The 56-year-old already holds the record for the longest time in space for a woman.
She will take command of the ISS in March 2017, a role she already held back in 2007, becoming the only woman to lead it twice. And she will be the oldest woman ever in space—turning 57 while still aboard the ISS.
Foie gras in space
In addition to his saxophone, Pesquet is carrying coveted cargo from his home country: a selection of gourmet dishes by world-famous chefs Alain Ducasse and Thierry Marx.
"We will have food prepared by a Michelin-starred chef at the station. We have food for the big feasts: for Christmas, New Year's and birthdays. We'll have two birthdays, mine and Peggy's," the Frenchman said at the astronauts' last press conference before the launch.
Highlights include beef tongue with truffled foie gras and duck breast confit.
Whitson said the fancy French food would be a welcome change on the ISS.
"I think the thing that I find the most challenging about space flights is the lack of variety of the food," said.
But above all she stressed the international cooperation embodied by the space missions. "I think quite the most important thing about it, it's the demonstration of what people can do together."
Novitsky agreed. "The ISS is both a home and a place of work. It's also a place for friendship, for showing to the world that we can work together and have good relationships," he said.

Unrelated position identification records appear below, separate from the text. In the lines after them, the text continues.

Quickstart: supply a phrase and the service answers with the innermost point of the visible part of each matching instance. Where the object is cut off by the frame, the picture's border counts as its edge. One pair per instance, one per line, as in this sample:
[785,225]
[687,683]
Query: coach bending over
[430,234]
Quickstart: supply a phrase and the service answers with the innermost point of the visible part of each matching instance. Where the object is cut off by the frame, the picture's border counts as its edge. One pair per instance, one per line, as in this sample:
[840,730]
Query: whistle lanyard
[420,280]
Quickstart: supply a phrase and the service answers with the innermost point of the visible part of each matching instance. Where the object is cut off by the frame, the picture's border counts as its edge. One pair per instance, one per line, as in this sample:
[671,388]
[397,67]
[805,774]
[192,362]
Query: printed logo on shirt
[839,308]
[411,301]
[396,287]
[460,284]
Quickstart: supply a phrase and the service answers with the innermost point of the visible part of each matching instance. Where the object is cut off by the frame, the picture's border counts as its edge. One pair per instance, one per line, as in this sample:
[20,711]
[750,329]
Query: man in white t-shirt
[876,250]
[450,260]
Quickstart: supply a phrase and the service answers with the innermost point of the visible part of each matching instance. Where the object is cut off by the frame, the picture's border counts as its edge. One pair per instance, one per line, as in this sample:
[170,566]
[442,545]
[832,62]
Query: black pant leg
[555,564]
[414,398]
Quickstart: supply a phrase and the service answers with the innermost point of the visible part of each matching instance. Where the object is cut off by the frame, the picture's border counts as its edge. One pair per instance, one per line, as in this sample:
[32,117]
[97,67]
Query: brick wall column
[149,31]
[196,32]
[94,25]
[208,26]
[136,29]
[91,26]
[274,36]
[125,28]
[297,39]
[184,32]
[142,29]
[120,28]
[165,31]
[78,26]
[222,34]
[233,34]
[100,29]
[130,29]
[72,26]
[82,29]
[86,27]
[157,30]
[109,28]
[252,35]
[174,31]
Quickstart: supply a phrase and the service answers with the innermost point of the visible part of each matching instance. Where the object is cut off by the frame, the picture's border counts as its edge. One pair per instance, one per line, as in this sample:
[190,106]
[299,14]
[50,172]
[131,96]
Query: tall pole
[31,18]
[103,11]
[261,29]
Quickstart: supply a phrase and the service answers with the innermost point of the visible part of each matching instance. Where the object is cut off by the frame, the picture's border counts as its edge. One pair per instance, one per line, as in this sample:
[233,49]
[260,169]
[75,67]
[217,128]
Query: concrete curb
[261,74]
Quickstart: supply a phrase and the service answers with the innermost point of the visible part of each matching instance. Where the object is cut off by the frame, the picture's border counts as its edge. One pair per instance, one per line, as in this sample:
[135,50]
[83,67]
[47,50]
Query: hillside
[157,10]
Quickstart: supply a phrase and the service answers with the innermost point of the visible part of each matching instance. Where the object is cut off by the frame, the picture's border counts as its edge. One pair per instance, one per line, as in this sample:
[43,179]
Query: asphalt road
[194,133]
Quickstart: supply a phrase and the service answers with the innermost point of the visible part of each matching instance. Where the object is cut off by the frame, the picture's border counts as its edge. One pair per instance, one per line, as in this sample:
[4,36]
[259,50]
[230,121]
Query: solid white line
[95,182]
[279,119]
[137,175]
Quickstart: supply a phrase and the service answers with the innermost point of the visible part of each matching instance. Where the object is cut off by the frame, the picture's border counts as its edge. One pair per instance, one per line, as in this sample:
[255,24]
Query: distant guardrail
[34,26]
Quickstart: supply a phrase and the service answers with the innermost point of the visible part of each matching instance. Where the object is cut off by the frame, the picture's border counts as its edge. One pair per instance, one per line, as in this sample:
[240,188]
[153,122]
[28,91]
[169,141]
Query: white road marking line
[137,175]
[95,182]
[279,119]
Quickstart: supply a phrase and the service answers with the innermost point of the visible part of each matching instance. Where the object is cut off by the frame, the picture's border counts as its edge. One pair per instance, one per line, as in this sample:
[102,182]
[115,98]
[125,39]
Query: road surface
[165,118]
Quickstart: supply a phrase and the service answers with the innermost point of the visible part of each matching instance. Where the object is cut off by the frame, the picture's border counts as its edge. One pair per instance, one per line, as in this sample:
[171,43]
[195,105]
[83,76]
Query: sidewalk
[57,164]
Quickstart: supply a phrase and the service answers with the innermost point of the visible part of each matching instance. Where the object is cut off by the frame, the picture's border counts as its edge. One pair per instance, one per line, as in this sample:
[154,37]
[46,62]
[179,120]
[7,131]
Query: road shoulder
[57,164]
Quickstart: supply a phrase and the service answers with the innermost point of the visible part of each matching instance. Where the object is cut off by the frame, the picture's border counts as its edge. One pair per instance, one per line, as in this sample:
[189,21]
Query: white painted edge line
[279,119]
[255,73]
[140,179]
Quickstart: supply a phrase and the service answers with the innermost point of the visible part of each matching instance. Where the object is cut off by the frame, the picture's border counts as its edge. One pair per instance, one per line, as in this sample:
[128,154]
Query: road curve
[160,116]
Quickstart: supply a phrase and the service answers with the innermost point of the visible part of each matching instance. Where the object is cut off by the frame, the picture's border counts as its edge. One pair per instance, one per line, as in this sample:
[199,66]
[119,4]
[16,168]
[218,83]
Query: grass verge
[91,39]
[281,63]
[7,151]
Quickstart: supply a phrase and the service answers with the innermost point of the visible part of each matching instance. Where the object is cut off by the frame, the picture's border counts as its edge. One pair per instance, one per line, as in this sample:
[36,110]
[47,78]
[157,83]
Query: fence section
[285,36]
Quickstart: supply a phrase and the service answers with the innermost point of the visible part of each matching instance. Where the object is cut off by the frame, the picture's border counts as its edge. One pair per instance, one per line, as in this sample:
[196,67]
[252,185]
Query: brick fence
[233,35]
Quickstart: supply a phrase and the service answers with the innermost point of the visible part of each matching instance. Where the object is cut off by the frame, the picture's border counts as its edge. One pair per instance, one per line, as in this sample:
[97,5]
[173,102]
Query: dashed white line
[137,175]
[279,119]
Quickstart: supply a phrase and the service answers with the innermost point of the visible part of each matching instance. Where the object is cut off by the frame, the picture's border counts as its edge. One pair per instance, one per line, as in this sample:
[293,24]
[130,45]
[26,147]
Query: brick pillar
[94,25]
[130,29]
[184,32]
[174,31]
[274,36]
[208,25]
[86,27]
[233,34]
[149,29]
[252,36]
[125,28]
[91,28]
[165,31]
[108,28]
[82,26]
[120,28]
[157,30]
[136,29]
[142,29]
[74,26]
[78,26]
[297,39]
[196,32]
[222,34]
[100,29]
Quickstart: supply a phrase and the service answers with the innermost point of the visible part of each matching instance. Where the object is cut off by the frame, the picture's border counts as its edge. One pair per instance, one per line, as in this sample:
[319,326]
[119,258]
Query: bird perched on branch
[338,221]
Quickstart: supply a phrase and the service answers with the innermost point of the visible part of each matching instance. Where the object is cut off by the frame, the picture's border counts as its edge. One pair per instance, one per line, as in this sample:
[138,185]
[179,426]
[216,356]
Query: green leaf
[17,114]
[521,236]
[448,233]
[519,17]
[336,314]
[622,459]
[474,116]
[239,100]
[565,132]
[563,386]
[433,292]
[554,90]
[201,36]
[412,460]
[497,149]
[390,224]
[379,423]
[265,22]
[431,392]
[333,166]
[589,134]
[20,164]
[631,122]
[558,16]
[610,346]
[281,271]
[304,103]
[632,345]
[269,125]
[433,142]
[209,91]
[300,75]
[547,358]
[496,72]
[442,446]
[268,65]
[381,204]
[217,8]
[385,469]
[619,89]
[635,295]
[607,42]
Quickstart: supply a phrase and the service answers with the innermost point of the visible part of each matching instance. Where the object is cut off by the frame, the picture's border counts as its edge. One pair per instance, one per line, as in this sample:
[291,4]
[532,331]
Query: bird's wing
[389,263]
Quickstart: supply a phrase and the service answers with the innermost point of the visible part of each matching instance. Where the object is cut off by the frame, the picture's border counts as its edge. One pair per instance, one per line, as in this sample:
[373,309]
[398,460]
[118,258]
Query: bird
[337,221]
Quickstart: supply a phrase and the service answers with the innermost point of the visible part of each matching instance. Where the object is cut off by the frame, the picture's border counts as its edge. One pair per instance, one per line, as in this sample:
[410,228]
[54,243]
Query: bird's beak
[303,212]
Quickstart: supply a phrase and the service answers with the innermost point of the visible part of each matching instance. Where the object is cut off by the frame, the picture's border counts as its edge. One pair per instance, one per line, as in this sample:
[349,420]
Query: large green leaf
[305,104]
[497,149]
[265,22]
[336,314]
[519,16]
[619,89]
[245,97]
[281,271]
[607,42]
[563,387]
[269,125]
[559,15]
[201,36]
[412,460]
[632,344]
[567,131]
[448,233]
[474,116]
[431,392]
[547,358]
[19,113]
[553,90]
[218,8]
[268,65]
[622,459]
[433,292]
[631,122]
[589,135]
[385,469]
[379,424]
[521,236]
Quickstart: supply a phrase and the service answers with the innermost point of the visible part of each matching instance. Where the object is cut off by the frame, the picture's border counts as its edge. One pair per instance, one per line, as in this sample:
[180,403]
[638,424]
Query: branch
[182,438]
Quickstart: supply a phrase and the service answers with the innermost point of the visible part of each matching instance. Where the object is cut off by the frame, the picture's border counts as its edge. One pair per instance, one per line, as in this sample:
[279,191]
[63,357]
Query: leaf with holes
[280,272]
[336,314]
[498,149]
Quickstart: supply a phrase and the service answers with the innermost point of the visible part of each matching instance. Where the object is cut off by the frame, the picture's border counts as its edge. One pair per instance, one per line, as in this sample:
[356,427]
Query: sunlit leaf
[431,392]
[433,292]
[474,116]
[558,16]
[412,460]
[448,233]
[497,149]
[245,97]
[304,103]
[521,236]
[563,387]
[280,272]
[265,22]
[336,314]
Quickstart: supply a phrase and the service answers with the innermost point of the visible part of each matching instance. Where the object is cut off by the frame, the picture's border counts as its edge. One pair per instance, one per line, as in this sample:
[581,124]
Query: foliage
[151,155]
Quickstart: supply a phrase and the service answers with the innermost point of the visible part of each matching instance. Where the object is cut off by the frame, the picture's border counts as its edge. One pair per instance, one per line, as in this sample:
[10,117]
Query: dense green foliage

Space travel has been one of the few areas of international cooperation between Russia and the West that has not been crippled by the Ukraine crisis.
Russia is currently the only country carrying out launches to the International Space Station via its workhorse Soyuz rocket that uses the Baikonur cosmodrome, located on the arid steppes of western Kazakhstan.
The astronauts' final preparations late Thursday included the painstaking task of putting on their spacesuits, a two-hour ordeal, before heading to the launchpad.
The launch of the international trio had been postponed by two days and follows in close footsteps a previous launch in October of Russians Andrei Borisenko and Sergei Ryzhikov and American Shane Kimbrough.
That blast-off was pushed back by nearly a month due to technical issues.
Technical mishaps have complicated plans to extend the periods during which the ISS is fully staffed with six astronauts.
The space laboratory, where a range of research is carried out, has been orbiting Earth at about 28,000 kilometres per hour (17,000 miles per hour) since 1998.
Pesquet, who is the first French national to be sent by the ESA since 2008, said he still "can't believe" he's headed to the ISS.
"I need to be seated in the cockpit and feel the vibrations of the launch," he said.